Il 24 luglio 2025, Blue Origin ha annunciato una collaborazione con Scout Space per la prima missione operativa del veicolo orbitale Blue Ring: ospiterà uno dei sensori Owl di Scout, progettati per il monitoraggio avanzato dello spazio (Space Domain Awareness, SDA). Il lancio è previsto per la primavera del 2026, con inserimento iniziale in orbita di trasferimento geostazionaria (GTO) e successivo posizionamento operativo in orbita geostazionaria (GEO).
L’integrazione del sensore Owl potenzierà le capacità di sorveglianza e tracciamento di oggetti spaziali, inclusi satelliti e detriti. Questo permetterà di rispondere alle esigenze crescenti del controllo spaziale e della sicurezza orbitale. Paul Ebertz, vicepresidente senior di Blue Origin, ha dichiarato: “Siamo entusiasti di collaborare con Scout per portare le sue soluzioni innovative a bordo della nostra piattaforma multi-missione”.
We’ve successfully manufactured and integrated the propellant tanks into the propulsion module of Blue Ring’s First Flight vehicle, a significant milestone enabling our dual propulsion system as we make progress towards full vehicle integration. The team has completed six… pic.twitter.com/PzgV5ozYxl
— Blue Origin (@blueorigin) July 8, 2025
Entro la fine del 2025 è prevista un’altra importante missione per Blue Origin: il secondo volo del New Glenn. L’azienda non ha fornito dettagli precisi sulla data, annunciando unicamente che il nuovo vettore partirà non prima del 15 agosto. La missione prevede il lancio verso Marte della missione ESCAPADE della NASA.
Le potenzialità di Blue Ring
Blue Ring è una piattaforma orbitale concepita per offrire servizi di trasporto, hosting e gestione di missioni complesse. Grazie a un sistema di propulsione ibrido (chimico ed elettrico), il veicolo è in grado di raggiungere un delta-V nominale di almeno 3000 m/s, con un massimo di 4000 m/s. Può ospitare fino a 4000 kg di carico distribuiti su 13 porte e integra potenti capacità di calcolo a bordo, offrendo flessibilità e autonomia nelle operazioni.
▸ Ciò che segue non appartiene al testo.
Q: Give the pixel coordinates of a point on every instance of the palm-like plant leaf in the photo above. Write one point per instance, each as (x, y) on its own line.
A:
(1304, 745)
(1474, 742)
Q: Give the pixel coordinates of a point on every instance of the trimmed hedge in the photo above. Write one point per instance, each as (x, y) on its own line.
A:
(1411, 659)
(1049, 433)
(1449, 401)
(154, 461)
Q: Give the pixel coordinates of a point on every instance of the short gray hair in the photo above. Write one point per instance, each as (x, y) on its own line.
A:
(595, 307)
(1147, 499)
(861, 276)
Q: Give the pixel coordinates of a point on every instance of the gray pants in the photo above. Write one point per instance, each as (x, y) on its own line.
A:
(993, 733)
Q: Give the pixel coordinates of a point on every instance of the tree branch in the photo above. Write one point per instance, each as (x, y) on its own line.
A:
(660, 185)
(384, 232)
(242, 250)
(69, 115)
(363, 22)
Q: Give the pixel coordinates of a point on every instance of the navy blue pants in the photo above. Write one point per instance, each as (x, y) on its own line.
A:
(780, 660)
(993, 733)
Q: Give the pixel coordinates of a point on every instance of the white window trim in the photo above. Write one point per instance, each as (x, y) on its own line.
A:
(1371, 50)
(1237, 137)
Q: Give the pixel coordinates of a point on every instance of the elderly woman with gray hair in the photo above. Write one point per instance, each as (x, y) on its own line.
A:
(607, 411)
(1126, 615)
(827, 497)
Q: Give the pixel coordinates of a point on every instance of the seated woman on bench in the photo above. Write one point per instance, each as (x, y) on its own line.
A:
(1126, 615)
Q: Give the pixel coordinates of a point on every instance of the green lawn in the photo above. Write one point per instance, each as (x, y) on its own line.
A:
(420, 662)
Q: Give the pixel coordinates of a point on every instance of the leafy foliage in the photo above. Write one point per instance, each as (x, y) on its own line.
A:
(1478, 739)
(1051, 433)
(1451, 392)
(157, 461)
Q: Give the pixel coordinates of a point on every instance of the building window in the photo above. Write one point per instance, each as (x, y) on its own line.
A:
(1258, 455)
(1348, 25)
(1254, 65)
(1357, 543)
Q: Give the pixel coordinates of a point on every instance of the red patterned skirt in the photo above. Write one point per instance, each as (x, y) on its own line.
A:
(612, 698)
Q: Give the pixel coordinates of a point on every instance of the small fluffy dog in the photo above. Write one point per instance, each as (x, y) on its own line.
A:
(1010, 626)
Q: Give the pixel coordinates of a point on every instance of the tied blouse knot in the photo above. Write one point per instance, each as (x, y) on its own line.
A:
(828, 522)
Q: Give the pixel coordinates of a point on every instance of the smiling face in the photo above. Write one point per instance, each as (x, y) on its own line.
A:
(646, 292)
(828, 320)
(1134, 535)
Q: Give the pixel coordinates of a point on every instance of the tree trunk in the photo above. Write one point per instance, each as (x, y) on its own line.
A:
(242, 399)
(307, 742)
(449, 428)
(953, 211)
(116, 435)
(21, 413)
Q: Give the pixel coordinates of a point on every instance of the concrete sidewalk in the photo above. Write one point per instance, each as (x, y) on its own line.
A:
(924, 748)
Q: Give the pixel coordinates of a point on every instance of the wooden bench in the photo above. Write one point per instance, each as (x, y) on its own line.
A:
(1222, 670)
Queste caratteristiche lo rendono ideale per missioni in orbita GEO, ma non solo. Può essere sfruttato per missioni in orbita cislunare e arrivare fino a Marte. L’aggiunta del sensore Owl espande le sue capacità, permettendo il monitoraggio in tempo reale di oggetti spaziali tramite l’uso di ottiche avanzate, intelligenza artificiale e decision-making autonomo.
Scout Space ha sviluppato la linea Owl per rispondere alle esigenze della U.S. Space Force, migliorando il monitoraggio dell’ambiente spaziale. “Crediamo che la collaborazione sia essenziale per sviluppare le migliori capacità di superiorità spaziale” ha affermato Philip Hover-Smoot, CEO di Scout. L’integrazione del sensore rappresenta quindi non solo un progresso tecnologico, ma anche un esempio concreto di sinergia industriale in ambito spaziale.
Il 16 gennaio 2025, durante il volo inaugurale del New Glenn (NG-1), Blue Origin ha testato in orbita il primo pathfinder di Blue Ring. In quell’occasione, il veicolo è rimasto agganciato al secondo stadio, come previsto dal piano di volo. Il pathfinder era una versione semplificata di Blue Ring, equipaggiata solo con i sottosistemi critici: array di comunicazione, avionica, sistema di alimentazione e computer di bordo, tutti montati su un anello adattatore secondario. Questo test ha rappresentato un passo fondamentale per validare i sistemi di base in vista delle future missioni operative.